Earlier, the Government-appointed Rangarajan Committee had recommended a revenue sharing model between mills and farmers. Even the Commission for Agricultural Costs and Prices which sets the crop prices has recommended the measure with the provision that when cane price falls below cost of production the gap should be filled from a dedicated fund.
Cash-strapped sugar mills face more losses in the coming season and banks are reluctant to support their working capital, it said.
Despite sugar mills owing farmers around ₹20,000 crore, cane continues to be a preferred crop because of attractive prices. Cane production in the coming season will again support the current year’s surplus sugar production of 320 lakh tonnes (lt) against a domestic consumption of 255 lt. Sugar prices have dropped to about ₹26,000 a tonne, about ₹9000 – 10,000 below the cost of production.
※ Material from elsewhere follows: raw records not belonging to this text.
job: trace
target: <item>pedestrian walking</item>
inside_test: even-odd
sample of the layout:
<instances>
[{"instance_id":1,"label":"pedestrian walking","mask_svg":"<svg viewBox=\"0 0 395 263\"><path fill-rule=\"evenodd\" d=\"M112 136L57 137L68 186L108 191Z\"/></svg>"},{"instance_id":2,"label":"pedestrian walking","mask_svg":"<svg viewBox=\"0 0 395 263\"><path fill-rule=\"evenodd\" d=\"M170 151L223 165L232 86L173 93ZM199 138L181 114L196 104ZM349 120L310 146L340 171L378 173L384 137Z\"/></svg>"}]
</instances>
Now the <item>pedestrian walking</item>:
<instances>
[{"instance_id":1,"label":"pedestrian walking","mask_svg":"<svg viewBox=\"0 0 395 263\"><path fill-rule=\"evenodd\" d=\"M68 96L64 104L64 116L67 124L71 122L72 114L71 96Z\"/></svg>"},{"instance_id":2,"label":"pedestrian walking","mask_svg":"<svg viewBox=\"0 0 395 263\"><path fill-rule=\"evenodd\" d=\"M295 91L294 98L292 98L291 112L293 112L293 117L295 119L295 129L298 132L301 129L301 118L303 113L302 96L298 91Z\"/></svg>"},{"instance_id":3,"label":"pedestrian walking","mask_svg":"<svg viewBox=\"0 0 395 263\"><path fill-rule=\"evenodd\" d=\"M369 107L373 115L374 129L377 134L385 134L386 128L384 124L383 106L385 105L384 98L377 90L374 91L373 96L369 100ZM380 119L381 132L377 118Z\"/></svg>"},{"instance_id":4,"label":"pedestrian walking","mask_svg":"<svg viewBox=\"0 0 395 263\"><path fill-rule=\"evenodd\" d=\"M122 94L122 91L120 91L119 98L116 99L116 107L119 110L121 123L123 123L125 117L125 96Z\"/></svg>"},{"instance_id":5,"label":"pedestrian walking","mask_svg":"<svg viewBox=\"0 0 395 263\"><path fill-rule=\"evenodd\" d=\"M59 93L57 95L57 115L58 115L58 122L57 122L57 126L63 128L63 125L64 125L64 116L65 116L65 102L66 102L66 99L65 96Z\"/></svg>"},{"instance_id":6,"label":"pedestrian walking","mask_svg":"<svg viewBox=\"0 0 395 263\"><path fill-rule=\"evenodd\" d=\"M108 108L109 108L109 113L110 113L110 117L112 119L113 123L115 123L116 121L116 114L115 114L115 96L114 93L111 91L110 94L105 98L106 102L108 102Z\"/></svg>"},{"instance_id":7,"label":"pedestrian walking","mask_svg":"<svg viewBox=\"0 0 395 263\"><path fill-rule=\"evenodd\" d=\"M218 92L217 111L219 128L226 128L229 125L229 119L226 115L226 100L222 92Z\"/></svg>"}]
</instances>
The industry has pointed out that if the revenue sharing formula is followed, assuming an average recovery of 10.8 per cent, and sugar price of ₹28,000, the cane price should be ₹2,270. But the government-set price works out to about ₹ 2,900.
No control on releases
The Association also requested the government not to revert to controlled releases of sugar to buoy prices.
It pointed out that two-thirds of the sugar produced is from private sector sugar mills. With an estimated 100 lakh tonnes of stock, the mills are facing storage problems. Sugar control had not worked earlier as mills had either flouted orders or opted for legal remedy.